Lower rates also mean that companies’ future cash flows are more attractive, which often boosts valuations. But the S&P 500’s P/E ratio has already rebounded significantly after falling to 15.3 in late 2022 and 17.3 in late 2023, according to LSEG Datastream.

“Equity valuations were pretty full before this,” said Matthew Miskin, co-chief investment strategist at John Hancock Investment Management. “It’s going to be hard to replicate the kind of multiple expansion that you’ve had over the last year or two over the next few years.”

With further valuation gains expected to be limited, Miskin and others said earnings and economic growth will be key drivers for the stock market. S&P 500 earnings are expected to rise 10.1% in 2024 and another 15% next year, according to LSEG IBES, with the third-quarter earnings season starting next month expected to test valuations.

At the same time, there are signs that the promise of lower interest rates may already be drawing investors in.

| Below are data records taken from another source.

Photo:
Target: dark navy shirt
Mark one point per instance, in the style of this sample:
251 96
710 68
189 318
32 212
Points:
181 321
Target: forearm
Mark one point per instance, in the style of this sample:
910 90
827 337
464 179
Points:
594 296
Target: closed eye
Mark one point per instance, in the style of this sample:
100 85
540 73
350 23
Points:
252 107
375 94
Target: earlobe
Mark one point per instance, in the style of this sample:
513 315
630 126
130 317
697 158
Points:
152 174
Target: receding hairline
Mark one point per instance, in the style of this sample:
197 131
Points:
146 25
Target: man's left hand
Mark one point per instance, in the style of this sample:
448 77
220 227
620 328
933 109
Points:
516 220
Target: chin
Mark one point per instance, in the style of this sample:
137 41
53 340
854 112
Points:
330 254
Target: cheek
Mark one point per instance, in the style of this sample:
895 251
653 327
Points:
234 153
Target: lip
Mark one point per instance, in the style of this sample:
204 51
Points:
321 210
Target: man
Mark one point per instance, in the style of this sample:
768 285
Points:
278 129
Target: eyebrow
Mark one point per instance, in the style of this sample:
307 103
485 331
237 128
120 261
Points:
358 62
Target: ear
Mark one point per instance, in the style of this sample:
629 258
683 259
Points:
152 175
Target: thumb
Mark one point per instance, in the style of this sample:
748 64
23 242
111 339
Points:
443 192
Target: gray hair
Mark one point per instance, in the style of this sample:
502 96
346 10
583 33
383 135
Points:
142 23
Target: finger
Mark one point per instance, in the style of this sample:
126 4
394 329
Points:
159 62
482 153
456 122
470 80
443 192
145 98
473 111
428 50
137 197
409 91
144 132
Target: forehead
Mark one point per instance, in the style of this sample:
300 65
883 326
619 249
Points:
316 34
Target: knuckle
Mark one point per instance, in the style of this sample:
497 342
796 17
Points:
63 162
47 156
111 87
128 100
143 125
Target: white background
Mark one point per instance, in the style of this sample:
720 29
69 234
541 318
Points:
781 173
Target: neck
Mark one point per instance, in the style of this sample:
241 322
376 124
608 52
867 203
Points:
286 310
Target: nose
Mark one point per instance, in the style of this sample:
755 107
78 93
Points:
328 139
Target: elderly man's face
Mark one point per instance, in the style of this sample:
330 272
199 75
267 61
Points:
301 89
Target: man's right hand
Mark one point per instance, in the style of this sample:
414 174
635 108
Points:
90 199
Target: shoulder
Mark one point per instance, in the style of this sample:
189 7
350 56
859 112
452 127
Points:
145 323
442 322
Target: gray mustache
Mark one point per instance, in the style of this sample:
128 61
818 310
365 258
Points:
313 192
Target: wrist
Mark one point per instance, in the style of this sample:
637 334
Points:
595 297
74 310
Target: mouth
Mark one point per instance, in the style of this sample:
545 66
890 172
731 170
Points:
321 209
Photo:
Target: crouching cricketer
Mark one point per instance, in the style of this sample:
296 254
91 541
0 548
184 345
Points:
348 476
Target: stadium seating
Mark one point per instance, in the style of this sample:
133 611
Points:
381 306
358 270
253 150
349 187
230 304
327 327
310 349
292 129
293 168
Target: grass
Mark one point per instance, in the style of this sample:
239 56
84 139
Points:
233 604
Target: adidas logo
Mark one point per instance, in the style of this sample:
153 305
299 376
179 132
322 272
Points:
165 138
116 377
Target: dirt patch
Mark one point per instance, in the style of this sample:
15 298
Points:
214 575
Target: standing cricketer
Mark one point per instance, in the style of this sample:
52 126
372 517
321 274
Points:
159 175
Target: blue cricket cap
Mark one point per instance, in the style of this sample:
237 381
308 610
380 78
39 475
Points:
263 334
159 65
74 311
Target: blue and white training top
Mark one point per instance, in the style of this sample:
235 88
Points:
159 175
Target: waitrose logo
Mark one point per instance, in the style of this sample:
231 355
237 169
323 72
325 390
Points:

While the S&P 500 tended to be flat in the 12 months preceding rate-cutting cycles, it is up nearly 27% this time around, according to Jim Reid, global head of macro and thematic research at Deutsche Bank, who has studied the data going back to 1957.

“One could argue that some of the potential gains from the ‘no-mitigation recession’ cycle were borrowed from the future this time,” Reid said in a note.

There is no doubt that many investors are not discouraged by high valuations and remain positive about the stock.

Valuations are typically an unwieldy tool in determining when to buy and sell stocks — especially since momentum can keep markets up or down for months before they revert to their historical averages. The S&P 500’s forward P/E ratio was higher than 22 times for most of 2020 and 2021, and peaked at 25 during the dot-com bubble in 1999.

Meanwhile, rate cuts near market highs tend to bode well for stocks a year later. The Fed has cut rates 20 times since 1980, when the S&P 500 was within 2% of its all-time high, according to Ryan Detrick, chief market strategist at Carson Group. The index was higher a year later each time, with an average gain of 13.9%, Detrick said.

“Historically, stock markets have performed well when the Fed has cut interest rates and the U.S. economy has not been in recession,” UBS Global Wealth Management analysts wrote in a note. “We expect this time to be no exception.”